Options are financial derivatives that, conditional on the price of an underlying asset, constitute a right to transfer the ownership of this underlying. More specifically, a European call and put options give their owner the right to buy and sell, respectively, at a fixed strike price at a given date. Options are important financial instruments used for hedging since they can be included into a portfolio to reduce risk. Corporate securities (e.g., bonds or stocks) may include option features as well. Last, but not least, some new financing techniques, such as contingent value rights, are straightforward applications of options. Thus, option pricing has become one of the basic techniques in finance.
The boom in research on the use of options started after Black and Scholes (1973) published an option-pricing formula based on geometric Brownian motion. Option prices computed by the Black-Scholes formula and the market prices of options exhibit a discrepancy though. Whereas the volatility of market option prices varies with the price (or moneyness) - the dependency referred to as the volatility smile, the Black-Scholes model is based on the assumption of a constant volatility. Therefore, to model option prices consistent with the market many new approaches were proposed. Probably the most commonly used and rather intuitive procedure for option pricing is based on binomial trees, which represent a discrete form of the Black-Scholes model. To fit the market data, Derman and Kani (1994) proposed an extension of binomial trees: the so-called implied binomial trees, which are able to model the market volatility smile.

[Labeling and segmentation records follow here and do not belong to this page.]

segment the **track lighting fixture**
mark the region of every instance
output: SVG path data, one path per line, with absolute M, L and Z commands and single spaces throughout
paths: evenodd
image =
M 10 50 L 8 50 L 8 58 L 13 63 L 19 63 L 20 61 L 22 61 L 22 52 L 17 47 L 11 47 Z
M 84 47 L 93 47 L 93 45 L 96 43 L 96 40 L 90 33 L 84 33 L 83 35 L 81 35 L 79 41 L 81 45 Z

Implied trinomial trees (ITTs) present an analogous extension of trinomial trees proposed by Derman, Kani, and Chriss (1996). Like their binomial counterparts, they can fit the market volatility smile and actually converge to the same continuous limit as binomial trees. In addition, they allow for a free choice of the underlying prices at each node of a tree, the so-called state space. This feature of ITTs allows to improve the fit of the volatility smile under some circumstances such as inconsistent, arbitrage-violating, or other market prices leading to implausible or degenerated probability distributions in binomial trees. We introduce ITTs in several steps. We first review main concepts regarding option pricing (Section 6.1) and implied models (Section 6.2). Later, we discuss the construction of ITTs (Section 6.3) and provide some illustrative examples (Section 6.4).